Georgian law enforcers detained 13 people suspected of spying for Russia earlier in October. According to information released by the Georgian Interior Ministry, four of the suspects are Russian citizens.

The Georgian Foreign Ministry handed the Moscow’s request to provide additional information about the detainees to the relevant bodies, Kalandadze told journalists at Monday regular press briefing. “We received the information about those citizens and their identity data, which where immediately sent to the Swiss Embassy. And we are sure that the information has been already handed to the Russian side,” the Deputy Foreign Minister added.

According to Kalandadze the Russian consul met one of the detainees. She said that the Georgian side will let Moscow’s representative meet other detainees [citizens of Russia] if the Russian side asks to do so. As for the speculations about possible negotiations between Tbilisi and Moscow over the case, the Deputy Minister said that no negotiations have been held so far. “The Russian side has not appealed to us with a request to hand over the detained Russian citizens to Moscow. At this stage the Georgian side is not interested in holding negotiations on this issue, as we are waiting for the court hearing,” Kalandadze noted.

Officials in Tbilisi have defused Moscow’s claims that a special operation on revealing an alleged spy ring in Georgia was aimed at provoking Russia. “The special operation was aimed at warning the Georgian public and not at irritating Russia,” Georgian Interior Minister, Vano Merabishvili said on November 14. “In conducting this operation we were interested in pressurising the people living in Georgia, who are somehow cooperating with Russian special agencies, so that they start cooperating with us,” Merabishvili told Imedi TV.

Meanwhile Russian daily newspaper Moskovsky Komsomolets reported that Petre Devrishadze, one of the Russian citizens detained on spying charges in Georgia, “in reality is the agent of Georgian special services.” The newspaper cited former Deputy Interior Minister of Ajara Autonomous Republic, Davit Bakuridze and former first Vice Premier of Ajara, Badri Meladze as sources of the information.

Bakuridze told the newspaper that Devrishadze started cooperating with the Georgian special agencies in 1999. “He was cooperating with us till 2004, until I was forced to flee Georgia. During all this time Devrishadze was working as an agent of the Ministry of State Security,” Moskovsky Komsomolets quoted Bakuridze as saying. The former Georgian official told the Russian newspaper he is “sure that Devrishadze is still serving in Georgian special agencies.” He said that the detainee is working for the Department of Constitutional Security at the Georgian Interior Ministry, adding that “Dervishadze was temporarily jailed; however he will be soon released.”

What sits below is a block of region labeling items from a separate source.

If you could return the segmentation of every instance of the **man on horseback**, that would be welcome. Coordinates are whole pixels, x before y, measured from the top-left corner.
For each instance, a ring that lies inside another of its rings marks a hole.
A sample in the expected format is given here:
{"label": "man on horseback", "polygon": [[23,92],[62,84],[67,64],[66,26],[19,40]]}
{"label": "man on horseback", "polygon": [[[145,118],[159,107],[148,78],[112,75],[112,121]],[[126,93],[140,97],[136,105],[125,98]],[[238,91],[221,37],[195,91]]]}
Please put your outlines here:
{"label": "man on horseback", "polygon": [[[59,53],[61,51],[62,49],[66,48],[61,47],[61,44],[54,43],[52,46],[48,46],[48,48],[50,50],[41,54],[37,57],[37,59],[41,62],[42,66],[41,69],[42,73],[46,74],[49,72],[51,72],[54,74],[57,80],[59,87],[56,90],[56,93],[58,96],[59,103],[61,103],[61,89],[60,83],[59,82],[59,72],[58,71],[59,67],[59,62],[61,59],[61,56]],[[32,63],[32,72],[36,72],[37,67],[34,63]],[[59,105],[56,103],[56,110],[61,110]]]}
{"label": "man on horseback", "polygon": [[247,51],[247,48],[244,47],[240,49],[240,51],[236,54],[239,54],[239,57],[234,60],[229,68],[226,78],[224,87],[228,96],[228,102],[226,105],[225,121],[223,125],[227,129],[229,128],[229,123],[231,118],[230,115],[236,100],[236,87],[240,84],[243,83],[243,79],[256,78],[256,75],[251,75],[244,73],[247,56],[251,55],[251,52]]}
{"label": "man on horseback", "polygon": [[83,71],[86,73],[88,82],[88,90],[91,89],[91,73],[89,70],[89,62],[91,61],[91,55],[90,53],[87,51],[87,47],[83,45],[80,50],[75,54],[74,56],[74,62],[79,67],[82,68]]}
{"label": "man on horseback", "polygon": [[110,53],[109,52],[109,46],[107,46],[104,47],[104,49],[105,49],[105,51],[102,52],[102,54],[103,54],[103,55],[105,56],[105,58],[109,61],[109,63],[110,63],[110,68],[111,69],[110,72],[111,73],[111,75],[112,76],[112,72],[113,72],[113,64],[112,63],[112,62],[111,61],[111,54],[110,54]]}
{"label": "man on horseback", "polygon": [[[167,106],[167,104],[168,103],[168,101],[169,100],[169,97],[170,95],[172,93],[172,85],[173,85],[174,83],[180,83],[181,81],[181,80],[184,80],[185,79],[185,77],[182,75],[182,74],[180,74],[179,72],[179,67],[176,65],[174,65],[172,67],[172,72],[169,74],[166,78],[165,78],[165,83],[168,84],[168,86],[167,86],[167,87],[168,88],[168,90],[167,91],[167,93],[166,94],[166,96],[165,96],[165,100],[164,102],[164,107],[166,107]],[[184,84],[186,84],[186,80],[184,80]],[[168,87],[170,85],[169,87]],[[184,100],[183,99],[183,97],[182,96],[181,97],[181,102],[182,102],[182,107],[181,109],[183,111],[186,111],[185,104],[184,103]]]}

The Georgian Interior Ministry has denied Bakuridze’s allegation, calling it “total absurd”. “It will soon be clear if Devrishadze will actually be released or not,” Head of Interior Ministry Analytical Department, Shota Utiashvili said. “Every part of the story [published in MK], as well as the whole story, is total absurd. I don’t know what the interest of the people who spoke with the newspaper on this issue is. I don’t know who Bakuridze is. As for the second one [Meladze], I have heard his surname many times, and everyone knows who he is working for. Their words are not worth paying any attention,” the Interior Ministry Spokesman added.